Patient Stories

Phil Hunt- Survivor

Pharmacist Phil Hunt shares his personal view and timeline of his pancreatic cancer experience.

Phil Hunt

As a moderately overweight, but otherwise fit and healthy 70-year old I thought I was invincible and would live forever.

I had no earlier symptoms at all, but my urine started going a darker colour. I supposed I had a urine infection and was able, as a pharmacist, to treat this with a short course of antibiotics. It did not improve and over the next few days, I began feeling nauseous.

Fortunately, I was due for my annual review with the practice nurse so I took along a, very red, urine sample. She dipped this and said there was protein present but reckoned it needed a repeat. Two days later I took in another sample and had a telephone consultation with my doctor. Blood samples were taken. After the results came back the surgery contacted the hospital to try and get me admitted.

Had a call from the hospital consultant, who called me in the same day. Nil by mouth overnight and then had an ultrasound followed by a CT scan. I had talked with one of the doctors about the options. It was likely either to be gall stones blocking the bile duct or more serious cancer. Gall stones are usually very painful, and I was in no pain, so the latter seemed more possible.

The CT result confirmed that there was a 24mm Stage 2 pancreatic cancer. At that point, even as a pharmacist, it was not a cancer that I knew much about.

I was kept in for a few days, and they performed an ERCP, which was to try to unblock the bile duct and try to relieve the symptoms caused by the Bilirubin which was turning me yellow and causing uncontrollable itching all over my body.

This initial treatment failed to help much and it was repeated a week or so later. In the meanwhile, I was booked for a PET scan. This was deemed to show whether there was spread to lymph nodes beyond the actual pancreas. Fortunately, there was very little spread.

This all occurred just before Christmas, so it was no great surprise that surgery proposed was delayed until after the New Year. I was given various information, asked to attend a brief seminar about pain relief and tested to confirm I was well enough to be operated on.

Much of this work had been done at the newer of Bristol’s hospitals, but the surgery proposed, a Whipple procedure is rare and only done at two centres in the South West so I attended Bristol Royal Infirmary on 7th January 2020. Even right at the last moment, there was a delay while they confirmed there would be an intensive care bed available after the operation. All this tends to add to the tension!

The operation took all day from about 10.30 until around 8.00pm, I of course knew nothing of this.

Things did not go smoothly. After a full day in ITU, it was decided that I had sepsis and was taken back into theatre and cleaned out. Followed by the use of very powerful anti-biotic and anti-fungal medicines. This is a risk when cutting open multiple intestinal tubes.

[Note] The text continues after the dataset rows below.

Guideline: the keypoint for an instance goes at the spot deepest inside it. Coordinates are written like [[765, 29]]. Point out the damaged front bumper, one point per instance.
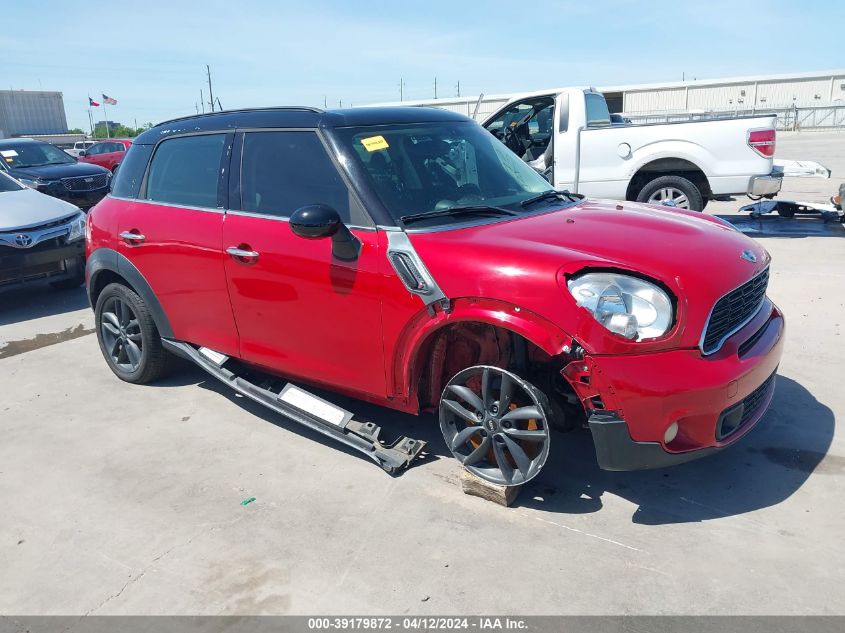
[[632, 401]]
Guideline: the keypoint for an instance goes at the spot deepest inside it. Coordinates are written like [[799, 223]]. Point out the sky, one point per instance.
[[151, 55]]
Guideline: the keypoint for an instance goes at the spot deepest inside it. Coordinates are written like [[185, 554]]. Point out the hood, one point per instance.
[[54, 172], [526, 261], [27, 208]]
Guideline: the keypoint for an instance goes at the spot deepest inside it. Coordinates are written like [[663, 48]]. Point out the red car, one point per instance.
[[108, 154], [405, 257]]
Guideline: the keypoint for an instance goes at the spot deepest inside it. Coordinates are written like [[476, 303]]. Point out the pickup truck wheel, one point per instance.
[[674, 191], [128, 337], [495, 424]]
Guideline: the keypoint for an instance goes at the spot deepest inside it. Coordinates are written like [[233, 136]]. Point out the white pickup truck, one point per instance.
[[568, 136]]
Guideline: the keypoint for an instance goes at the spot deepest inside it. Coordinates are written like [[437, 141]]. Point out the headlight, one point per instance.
[[628, 306], [32, 183], [77, 227]]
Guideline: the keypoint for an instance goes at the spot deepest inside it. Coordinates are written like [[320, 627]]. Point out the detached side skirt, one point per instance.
[[309, 410]]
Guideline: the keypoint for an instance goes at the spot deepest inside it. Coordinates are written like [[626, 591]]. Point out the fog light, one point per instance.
[[671, 433]]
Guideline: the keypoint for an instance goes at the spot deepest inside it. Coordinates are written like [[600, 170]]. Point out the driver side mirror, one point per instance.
[[317, 221]]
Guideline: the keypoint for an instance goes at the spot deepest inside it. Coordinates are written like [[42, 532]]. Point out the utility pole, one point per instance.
[[210, 93]]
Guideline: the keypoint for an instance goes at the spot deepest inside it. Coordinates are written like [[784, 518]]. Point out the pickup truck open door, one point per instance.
[[569, 137]]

I was in intensive care for about 10 days and then moved to an individual ward as I was still an infection risk. In all, I was in the hospital for about 9 weeks. To anyone reading this, take heart from the fact that this is much longer than most, as my experience was rare.

Fortunately, I had the opportunity to go home just before the hospital got involved in the first Covid-19 wave. I doubt I would have had the immunity to combat a Covid infection at the time.

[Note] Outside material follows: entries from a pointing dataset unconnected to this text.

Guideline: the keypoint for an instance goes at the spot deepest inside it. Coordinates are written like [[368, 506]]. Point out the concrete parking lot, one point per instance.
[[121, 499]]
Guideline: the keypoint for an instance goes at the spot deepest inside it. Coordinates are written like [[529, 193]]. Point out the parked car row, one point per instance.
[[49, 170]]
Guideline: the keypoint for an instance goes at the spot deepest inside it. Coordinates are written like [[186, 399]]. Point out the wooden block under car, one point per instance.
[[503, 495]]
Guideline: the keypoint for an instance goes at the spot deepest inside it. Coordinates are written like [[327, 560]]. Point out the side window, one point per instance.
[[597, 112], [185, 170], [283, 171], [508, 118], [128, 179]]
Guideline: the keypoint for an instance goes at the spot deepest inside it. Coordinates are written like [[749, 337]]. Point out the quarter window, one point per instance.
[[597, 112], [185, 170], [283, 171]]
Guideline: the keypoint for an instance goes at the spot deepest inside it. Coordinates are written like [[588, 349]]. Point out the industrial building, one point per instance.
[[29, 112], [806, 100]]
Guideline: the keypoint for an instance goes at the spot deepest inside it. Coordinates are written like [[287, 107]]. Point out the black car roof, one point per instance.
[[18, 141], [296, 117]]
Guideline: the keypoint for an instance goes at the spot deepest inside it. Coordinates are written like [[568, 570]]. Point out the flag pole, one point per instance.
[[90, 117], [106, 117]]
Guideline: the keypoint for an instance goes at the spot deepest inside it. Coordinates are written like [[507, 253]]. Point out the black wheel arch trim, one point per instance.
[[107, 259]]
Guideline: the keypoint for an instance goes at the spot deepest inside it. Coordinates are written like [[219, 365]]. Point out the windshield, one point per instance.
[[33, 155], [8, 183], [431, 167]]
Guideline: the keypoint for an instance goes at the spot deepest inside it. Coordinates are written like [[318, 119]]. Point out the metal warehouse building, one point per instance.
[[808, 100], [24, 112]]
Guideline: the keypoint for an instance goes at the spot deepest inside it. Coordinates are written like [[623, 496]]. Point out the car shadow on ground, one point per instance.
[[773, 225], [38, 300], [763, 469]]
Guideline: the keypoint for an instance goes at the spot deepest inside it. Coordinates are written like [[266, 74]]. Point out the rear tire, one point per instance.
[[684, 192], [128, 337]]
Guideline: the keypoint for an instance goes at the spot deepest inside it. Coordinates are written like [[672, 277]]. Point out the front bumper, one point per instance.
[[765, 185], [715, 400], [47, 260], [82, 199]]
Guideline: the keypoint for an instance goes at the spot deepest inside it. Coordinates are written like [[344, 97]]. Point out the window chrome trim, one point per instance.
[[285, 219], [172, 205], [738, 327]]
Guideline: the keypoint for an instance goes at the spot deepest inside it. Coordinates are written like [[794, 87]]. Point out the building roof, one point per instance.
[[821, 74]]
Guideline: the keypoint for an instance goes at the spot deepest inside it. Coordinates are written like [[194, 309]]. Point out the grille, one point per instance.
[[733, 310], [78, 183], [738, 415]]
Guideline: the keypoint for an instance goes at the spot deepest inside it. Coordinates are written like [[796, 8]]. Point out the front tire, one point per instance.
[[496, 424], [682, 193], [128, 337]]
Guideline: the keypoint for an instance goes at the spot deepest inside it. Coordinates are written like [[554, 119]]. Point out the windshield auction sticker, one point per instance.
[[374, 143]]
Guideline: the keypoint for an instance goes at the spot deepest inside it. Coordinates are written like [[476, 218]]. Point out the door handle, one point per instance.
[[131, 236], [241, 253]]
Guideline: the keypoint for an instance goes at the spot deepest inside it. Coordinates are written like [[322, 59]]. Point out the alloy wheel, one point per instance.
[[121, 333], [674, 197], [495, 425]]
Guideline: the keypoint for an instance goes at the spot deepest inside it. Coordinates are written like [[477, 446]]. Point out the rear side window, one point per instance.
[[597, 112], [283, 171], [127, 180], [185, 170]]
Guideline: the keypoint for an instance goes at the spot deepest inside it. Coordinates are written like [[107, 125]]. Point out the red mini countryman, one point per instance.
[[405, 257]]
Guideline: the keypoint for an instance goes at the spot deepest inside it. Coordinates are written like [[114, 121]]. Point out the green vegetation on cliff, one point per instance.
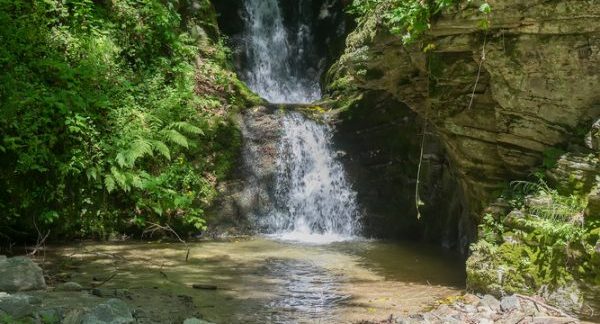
[[410, 18], [536, 240], [112, 112]]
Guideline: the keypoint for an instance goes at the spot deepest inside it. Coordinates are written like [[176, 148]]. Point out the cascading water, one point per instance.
[[276, 67], [313, 201]]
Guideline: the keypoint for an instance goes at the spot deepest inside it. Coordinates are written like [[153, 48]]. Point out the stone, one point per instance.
[[470, 309], [194, 320], [113, 311], [69, 286], [592, 138], [553, 320], [510, 303], [20, 274], [568, 297], [490, 302], [17, 306], [592, 211], [470, 299]]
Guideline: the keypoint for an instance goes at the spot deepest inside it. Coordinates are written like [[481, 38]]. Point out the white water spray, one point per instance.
[[313, 201], [271, 54]]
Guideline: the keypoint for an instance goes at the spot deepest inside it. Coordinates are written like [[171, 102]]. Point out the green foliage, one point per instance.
[[411, 18], [104, 125], [543, 241]]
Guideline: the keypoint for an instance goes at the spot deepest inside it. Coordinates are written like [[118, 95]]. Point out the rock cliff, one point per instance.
[[497, 100]]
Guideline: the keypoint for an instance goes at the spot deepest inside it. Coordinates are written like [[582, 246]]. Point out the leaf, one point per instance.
[[176, 137], [187, 128], [139, 148], [109, 182], [121, 161], [485, 8]]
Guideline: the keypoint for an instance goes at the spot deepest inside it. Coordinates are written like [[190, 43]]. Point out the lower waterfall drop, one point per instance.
[[315, 202]]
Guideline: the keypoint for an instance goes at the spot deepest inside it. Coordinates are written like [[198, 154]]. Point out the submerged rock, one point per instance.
[[510, 303], [20, 274], [69, 286], [194, 320], [113, 311], [512, 309]]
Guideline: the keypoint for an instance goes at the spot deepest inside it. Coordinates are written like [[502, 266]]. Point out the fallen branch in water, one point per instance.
[[538, 303], [157, 227], [105, 280]]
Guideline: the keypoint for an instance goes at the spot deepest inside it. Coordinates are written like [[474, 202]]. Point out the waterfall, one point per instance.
[[312, 200], [276, 65]]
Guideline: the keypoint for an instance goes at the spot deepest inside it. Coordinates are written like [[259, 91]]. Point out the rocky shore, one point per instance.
[[26, 298], [487, 310]]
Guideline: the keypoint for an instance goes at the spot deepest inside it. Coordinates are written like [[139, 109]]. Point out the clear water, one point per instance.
[[270, 281]]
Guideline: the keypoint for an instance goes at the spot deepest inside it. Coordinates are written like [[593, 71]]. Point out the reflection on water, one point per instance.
[[268, 281]]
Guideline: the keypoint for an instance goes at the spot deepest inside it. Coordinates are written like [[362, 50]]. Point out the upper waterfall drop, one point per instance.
[[276, 67], [312, 200]]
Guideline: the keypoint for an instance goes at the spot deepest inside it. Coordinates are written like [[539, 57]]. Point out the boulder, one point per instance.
[[69, 286], [17, 306], [20, 274], [113, 311], [194, 320], [510, 303], [490, 302]]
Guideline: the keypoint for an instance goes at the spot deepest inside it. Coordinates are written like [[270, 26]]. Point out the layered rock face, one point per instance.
[[534, 76]]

As I went home, I was still on an infusion anti-biotic with the district nurses coming in every day for another 10 days.

A couple of interesting observations. I was told that I may not be diabetic as the remaining pancreas may work well enough. I have found my blood sugar is constantly a little high and may need insulin. The next is that I lost quite a lot of weight, about 20Kg (over 3 stone) and am no longer overweight. The Whipple cuts away part of your stomach and I now find I really can’t eat anything like as much as before, so my weight loss has been stable.

I then had a struggle with the pancreatic drains which stubbornly refused to dry up. This then delayed the start of the backup chemotherapy which is recommended post-op. Eventually, they did dry up and chemo started late July 2020, running for 6 months. This is not the best experience as it caused dreadful fatigue as well as nausea, vomiting and bowel problems.

Gradually, after chemo finished I started feeling stronger and more alert. In the nine months or so since then, I have been working again in the pharmacy and doing the business paperwork, VAT returns etc. without any great effort.

Although I have found this experience humbling in many ways, I consider myself a fortunate survivor of what is so often dreaded cancer. I am approaching 2 years since my first symptoms and even those could have been ignored.

My advice is to be constantly alert to anything which feels ‘odd’ to you. Do not ignore any changes and insist that they are investigated. Don’t be one of those whose condition is not recognised until it is too late.